Connaissant visiblement l’histoire, pour ainsi dire moderne, des immeubles d’habitations américains (sans pour autant cibler aucun exemple en particulier), en 1920, C. Rutten renseigne davantage les lecteurs néerlandais du journal Het Vaderland sur la vie dans les apartment-houses en précisant que, parfois, certains contiennent des salles de billard, une bibliothèque et des salles de banquet 11. Continuant son énumération des services offerts aux locataires, il indique également que certains architectes américains ont pu penser à une salle spacieuse, où les enfants non-scolarisés sont occupés pendant la journée sous la surveillance d’expert. […] Le soir, ces salles sont ouvertes aux jeunes scolarisés et aux étudiants, qui peuvent également y faire leurs devoirs sous surveillance et encadrement. Cet établissement est parfois si perfectionné qu’il abrite une bibliothèque dans laquelle tous les manuels d’études possibles peuvent être trouvés, de sorte qu’il n’est même pas nécessaire de prendre les livres de l’école. En outre, ces bâtiments contiennent un certain nombre de chambres d’hôtes, de salles d’étude, de salles de travail, etc. Il n’est pas rare non plus de trouver des salons de coiffure, des installations de premiers soins en cas de maladie avec une infirmière permanente 12.

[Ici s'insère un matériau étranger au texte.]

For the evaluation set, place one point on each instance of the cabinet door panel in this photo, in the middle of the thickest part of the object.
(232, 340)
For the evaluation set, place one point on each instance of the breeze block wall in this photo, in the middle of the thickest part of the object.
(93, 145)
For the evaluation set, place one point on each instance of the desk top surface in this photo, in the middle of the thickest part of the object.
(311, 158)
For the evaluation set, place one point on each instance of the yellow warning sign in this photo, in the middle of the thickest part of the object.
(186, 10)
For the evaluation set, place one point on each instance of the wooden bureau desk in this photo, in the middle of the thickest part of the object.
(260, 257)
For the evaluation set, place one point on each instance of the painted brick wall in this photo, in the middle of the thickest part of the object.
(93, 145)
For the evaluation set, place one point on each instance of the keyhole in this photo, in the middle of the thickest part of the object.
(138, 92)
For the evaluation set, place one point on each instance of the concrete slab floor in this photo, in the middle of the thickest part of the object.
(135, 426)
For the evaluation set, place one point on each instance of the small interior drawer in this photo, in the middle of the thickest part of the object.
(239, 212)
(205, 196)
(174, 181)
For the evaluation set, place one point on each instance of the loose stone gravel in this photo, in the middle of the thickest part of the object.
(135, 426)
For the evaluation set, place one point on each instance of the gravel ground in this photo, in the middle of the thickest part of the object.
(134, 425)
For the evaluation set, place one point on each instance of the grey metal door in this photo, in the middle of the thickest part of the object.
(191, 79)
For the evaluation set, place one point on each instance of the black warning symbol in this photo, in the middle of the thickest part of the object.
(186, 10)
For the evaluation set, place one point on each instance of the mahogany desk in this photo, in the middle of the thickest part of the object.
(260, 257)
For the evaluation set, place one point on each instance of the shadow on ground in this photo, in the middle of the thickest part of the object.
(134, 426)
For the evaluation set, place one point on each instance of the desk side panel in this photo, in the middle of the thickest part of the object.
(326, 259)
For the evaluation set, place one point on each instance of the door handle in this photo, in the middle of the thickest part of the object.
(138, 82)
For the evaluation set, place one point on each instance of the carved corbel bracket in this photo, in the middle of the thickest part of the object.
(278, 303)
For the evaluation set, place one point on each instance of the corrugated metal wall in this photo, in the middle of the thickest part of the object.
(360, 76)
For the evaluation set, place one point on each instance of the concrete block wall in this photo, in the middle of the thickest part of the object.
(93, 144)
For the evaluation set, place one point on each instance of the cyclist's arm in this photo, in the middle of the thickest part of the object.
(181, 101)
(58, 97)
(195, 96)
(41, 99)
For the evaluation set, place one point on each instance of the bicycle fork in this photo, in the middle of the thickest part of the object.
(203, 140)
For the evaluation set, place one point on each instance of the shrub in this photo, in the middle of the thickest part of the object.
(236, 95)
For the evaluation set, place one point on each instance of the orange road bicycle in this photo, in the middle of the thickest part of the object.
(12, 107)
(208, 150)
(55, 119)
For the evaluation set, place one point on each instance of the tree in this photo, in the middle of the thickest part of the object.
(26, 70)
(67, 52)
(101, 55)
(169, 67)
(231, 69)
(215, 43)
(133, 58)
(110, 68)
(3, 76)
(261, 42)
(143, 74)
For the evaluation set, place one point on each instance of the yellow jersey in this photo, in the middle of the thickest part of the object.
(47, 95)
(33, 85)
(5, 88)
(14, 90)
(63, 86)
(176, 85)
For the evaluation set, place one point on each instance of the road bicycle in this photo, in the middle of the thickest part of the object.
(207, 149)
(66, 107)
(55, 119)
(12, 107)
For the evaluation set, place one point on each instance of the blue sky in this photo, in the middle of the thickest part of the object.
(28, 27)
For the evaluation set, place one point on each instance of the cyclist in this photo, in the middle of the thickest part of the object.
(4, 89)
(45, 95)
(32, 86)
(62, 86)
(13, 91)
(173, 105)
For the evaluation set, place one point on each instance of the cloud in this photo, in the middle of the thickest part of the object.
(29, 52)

Dès le tournant du XIXe siècle, l’immeuble new-yorkais proposé pour les classes moyenne et supérieure urbaines devient un ensemble équipé – tant à l’échelle intime de l’appartement, qui se substitue peu à peu à la maison, qu’à l’échelle collective de l’immeuble – où une certaine forme de mixité d’usages s’invente ici en prenant appui sur des préoccupations alors en pleine réflexion, comme le confort, les soins du corps ou l’hygiène, mais aussi l’urbanisation et avec elle des enjeux économiques. L’architecture s’est ainsi adaptée à l’évolution de son siècle à travers l’invention de typologies nouvelles et l’intégration d’équipements faisant évoluer les modes de vie ; les architectes, explorant l’histoire tout en observant la demande sociale, se sont saisis de ce que leur apportait ce siècle, afin de faire face à une indigence qu’ils percevaient déjà allant croissant et qu’ils ont tenté, par leur métier, d’atténuer.

C’est ainsi que, poursuivant cette histoire à l’œuvre, cinquante ans plus tard, les concepteurs néerlandais s’attachant à formuler des réponses pour tenter de faire face à la pénurie de logements qui sévit aux Pays‑Bas à l’issue de la Première Guerre mondiale, tourneront leurs regards outre-Atlantique et s’appuieront sur les expériences américaines des apartment-houses pour alimenter l’élaboration d’un nouveau type d’habitation : l’hôtel résidentiel qui, construit en premier lieu dans la ville de La Haye et se matérialisant, pour la première fois, sur la Benoordenhoutseweg, allait incidemment faire évoluer la manière de vivre dans cette cité hollandaise.

Huize Boschzicht

Immeuble Huize Boschzicht, encore en chantier vers 1920 , vu depuis la rue Jozef Israëlslaan (source : collection des archives municipales de La Haye Haags Gemeentearchief )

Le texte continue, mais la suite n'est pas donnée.